In two other paintings, male silhouettes gather in circle, as thin veins web their bodies like a shrub, or a flickering of ‘white noise’. These stand in a fenced corral, or march into a ‘black hole’ tunnel that might swallow them irretrievably. Then, the branch laced tree-tops acquire a sense of human blood-vessels extending upon the painting alike a vibrant revitalizing potentiality, but also one that stifles the painting’s space, and marks the end of its heroes. Though it seems that these branches hatch like arms from the depths of the earth, threatening to beguile those who stride nonchalantly upon its crust. The duality in these paintings stems from the enigmatic narrative and the figures’ motives – do they stand upon the edge of an abyss of their own accord, or perhaps they are blindly unaware of it?
Alongside reliance upon photographs, of which Weiss ‘samples’ figures for her paintings, Eastern and Western influences are detectable; those are sometimes contradictory by nature, but are harmoniously settled in the preset series of paintings.
On the one hand, it seems that the sublime landscapes from Caspar David Friedrich, the German Romanticist of the early nineteenth-century, resonate here for the humans facing the vast epic forces of nature. However, while in Friedrich’s paintings, one stands awestruck facing the scenery, with mystical reverence facing the wonders of creation, sensing the divine majesty and the wonders of His creation; Weiss’ figures are indifferent, preoccupied with their selves, almost ignoring the environment in which they are present, and the sudden intensity of the given space. Friedrich’s influence becomes particularly clear in a painting, which converses almost directly with Friedrich’s “Two men contemplating the moon”

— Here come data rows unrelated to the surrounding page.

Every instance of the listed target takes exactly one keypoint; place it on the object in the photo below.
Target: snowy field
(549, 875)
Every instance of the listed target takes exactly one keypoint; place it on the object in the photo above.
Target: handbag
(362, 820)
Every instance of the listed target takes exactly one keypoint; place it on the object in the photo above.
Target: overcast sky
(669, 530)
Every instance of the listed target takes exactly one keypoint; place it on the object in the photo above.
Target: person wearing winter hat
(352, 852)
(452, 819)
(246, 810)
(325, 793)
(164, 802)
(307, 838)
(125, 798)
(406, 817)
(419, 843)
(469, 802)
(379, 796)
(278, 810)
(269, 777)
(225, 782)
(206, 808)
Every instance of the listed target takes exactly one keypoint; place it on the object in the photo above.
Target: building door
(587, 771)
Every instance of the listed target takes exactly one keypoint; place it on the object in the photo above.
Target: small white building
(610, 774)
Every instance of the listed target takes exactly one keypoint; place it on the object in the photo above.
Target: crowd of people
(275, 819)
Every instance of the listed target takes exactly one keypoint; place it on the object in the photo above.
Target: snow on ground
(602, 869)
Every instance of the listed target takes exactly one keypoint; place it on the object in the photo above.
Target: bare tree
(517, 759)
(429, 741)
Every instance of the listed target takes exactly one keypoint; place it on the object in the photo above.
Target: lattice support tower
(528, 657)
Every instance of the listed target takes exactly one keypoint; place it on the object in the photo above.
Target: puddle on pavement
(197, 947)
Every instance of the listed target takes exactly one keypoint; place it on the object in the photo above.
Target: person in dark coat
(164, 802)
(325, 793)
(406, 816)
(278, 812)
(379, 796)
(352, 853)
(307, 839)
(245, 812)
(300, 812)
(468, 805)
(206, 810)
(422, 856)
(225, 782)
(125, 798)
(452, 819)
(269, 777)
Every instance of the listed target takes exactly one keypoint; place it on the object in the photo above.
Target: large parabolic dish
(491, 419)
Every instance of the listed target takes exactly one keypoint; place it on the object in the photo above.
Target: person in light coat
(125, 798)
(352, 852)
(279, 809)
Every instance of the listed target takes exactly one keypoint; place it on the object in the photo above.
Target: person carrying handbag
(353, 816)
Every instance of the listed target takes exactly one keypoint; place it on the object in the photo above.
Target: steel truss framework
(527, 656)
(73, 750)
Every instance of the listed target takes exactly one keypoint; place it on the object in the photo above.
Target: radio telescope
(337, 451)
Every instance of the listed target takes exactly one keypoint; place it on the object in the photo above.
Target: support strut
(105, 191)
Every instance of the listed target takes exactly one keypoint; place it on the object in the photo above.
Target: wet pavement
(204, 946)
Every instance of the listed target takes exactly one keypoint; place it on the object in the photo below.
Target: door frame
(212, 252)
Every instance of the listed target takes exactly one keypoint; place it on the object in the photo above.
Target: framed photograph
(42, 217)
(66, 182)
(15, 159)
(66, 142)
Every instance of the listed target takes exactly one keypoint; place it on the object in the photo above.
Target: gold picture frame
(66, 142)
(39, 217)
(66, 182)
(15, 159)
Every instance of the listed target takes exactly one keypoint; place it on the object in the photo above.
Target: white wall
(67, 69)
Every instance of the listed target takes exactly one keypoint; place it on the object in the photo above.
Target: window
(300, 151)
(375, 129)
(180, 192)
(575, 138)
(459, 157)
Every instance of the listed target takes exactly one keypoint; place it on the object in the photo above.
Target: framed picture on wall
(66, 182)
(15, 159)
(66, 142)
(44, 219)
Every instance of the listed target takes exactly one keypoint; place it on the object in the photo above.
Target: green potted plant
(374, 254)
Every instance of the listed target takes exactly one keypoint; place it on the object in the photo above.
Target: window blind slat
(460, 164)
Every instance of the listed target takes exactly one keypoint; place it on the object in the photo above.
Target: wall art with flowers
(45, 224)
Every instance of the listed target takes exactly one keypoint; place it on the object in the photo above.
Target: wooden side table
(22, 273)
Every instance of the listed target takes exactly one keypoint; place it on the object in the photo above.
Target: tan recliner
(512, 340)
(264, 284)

Yet, while in the German artist’s masterpiece, the men stand on solid ground and in a secure position, facing the moon viewed from a distance; Weiss has three young woman, like marionettes hanging between heaven and earth, or like birds intending to soar from there to the unknown horizon, or land upon the surface of reality far below them.
In addition to this Western-European influence, Weiss draws inspiration from Eastern-Asian images like those by Utagawa Hiroshige, the Japanese print master, Friedrich’s contemporary. In many of his works the tree-tops seem coral-like, almost abstract shapes of a kind of nuclear conscious distortion, within the detailed, meticulous landscape.
Weiss transfers these blotchy forms to her paintings, inserting an internal blaze to the frozen surface of the painting, like that troubled lava seething unseen, emerging at once to the world’s consciousness.
Weiss’ political awareness constructs images of aerated violence under the guise of serenity. There is no burning rage or hysteria in her paintings that would
signal the impending danger. While the viewer tries to locate the point of conflict, Weiss leads him to linger, intimating that perhaps not all is in order.